Sial. Gumamku dalam hati karena merasa tidak pernah menang saat berhadapan dengannya, meski hanya sebuah percakapan. Dia selalu tahu tentangku, dan aku selalu ditembak mati olehnya dengan pernyataan-pernyataannya. Mungkin inilah yang dimaksud Frida, bahwa Keysia selalu dijauhi teman-temannya karena seringkali memberi kritik pada orang lain.
Selesai makan, saat aku sedang duduk santai di teras belakang rumah, Ibu Rika menghampiriku dan memberitahu, bahwa sebentar lagi kita akan segera berangkat.
Aku lantas meminta izin padanya untuk pulang sebentar, guna mengambil pakaian ganti, sekaligus berpamitan dengan ibu.
Sampai di rumah, aku melihat ibu sedang berada di kamarnya. Beliau duduk di pinggir tempat tidur dengan posisi badan berada di balik pintu lemari pakaian yang terbuka lebar. Aku tidak mengetahui apakah beliau sedang membereskan isi lemari, atau baru saja memasukkan sesuatu.
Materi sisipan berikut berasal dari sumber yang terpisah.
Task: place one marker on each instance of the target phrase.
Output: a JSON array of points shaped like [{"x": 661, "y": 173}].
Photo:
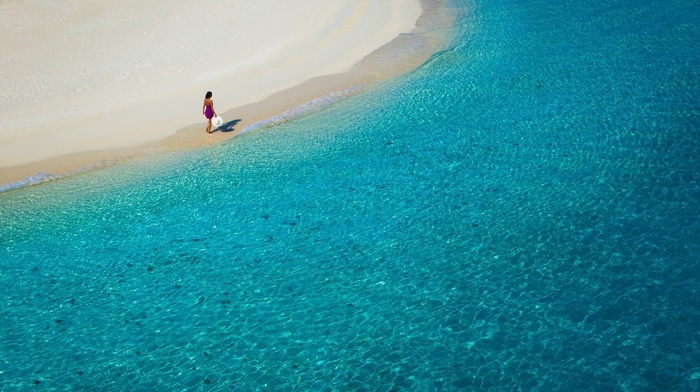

“Bu. Duljana mau berangkat yaa,” ucapku sambil berdiri di depan pintu kamar yang terbuka.
“Iya. Itu pakaian kamu udah ibu kemas di dalam tas,” jawabnya, agak panik dan terasa menyembunyikan sesuatu.
“Iya, Bu,” aku pun menghampirinya yang sedang menutup pintu lemari, lalu memintanya untuk mengulurkan tangan.
“Bu ... Duljana mohon doa restu yaa,” pintaku seraya menyium punggung tangannya.
“Iya, Dul. Baik-baik yaa, di mana aja kamu berada,” nada suara ibu amat ceria menyambut pintaku. Aku langsung menatap wajahnya.
“Ya udah, Bu, Assalammualaikum,” ucapku, berbalik badan dan melangkah keluar.
“Waalaikumsalam,” jawab Ibu, begitu rida akan kepergianku.
Setelah itu aku langsung kembali ke rumah Keysia. Sekitar satu jam kemudian, kami berlima berangkat menuju vila keluarga di daerah Lembang, Bandung.